To browse job postings or to post a resume, visit the ACA Employment Center at ACAcamps.org/jobs. This site also lists job fairs, which oftentimes take place on college campuses or even in conjunction with universities. Also, ACA provides Find A Camp, a searchable database of over 2,400 ACA-accredited camps at CampParents.org. Through this searchable database, those interested in a camp job can browse camps by location, specialty, special needs, gender, age ranges and other criteria. Smith said that the Find A Camp search is perfect for those looking for a specific camp, such as a camp with a specialty or at a certain geographical area.
When asked what students can do to land that perfect camp job, Smith said it is beneficial if students have experience with children, such as babysitting or daycare. She also said that applicants should mention any leadership positions held or if they are certified as a first responder or in CPR with the American Red Cross. She recommended visiting ACAcamps.org/students.
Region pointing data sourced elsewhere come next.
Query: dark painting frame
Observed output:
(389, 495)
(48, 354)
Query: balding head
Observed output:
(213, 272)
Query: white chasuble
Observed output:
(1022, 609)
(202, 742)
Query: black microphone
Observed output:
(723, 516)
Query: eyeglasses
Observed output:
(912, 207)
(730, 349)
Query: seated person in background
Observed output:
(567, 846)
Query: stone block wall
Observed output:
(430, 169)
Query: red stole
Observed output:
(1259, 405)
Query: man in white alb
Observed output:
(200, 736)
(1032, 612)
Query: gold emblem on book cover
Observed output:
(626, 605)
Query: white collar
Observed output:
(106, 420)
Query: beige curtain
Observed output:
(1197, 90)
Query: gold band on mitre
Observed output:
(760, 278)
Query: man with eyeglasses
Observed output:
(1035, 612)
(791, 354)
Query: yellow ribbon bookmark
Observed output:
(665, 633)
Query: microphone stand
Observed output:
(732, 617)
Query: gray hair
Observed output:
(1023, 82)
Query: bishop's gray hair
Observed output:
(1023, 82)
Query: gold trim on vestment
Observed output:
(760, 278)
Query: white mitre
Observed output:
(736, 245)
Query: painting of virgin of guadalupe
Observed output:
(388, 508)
"All of these things are important, but of course counselors do receive ongoing training, in such areas as safety, leadership, time management, activity skills, and child and youth development," Smith said. "If someone is considering a camp job, I'd say go for it. Even if you only do it for the summer, you gain the experience and you can learn so much from the environment," Hotchkiss said. "You'll pick up skills you'll use in the future, and you will look back ten years later and realize how much it has benefited you."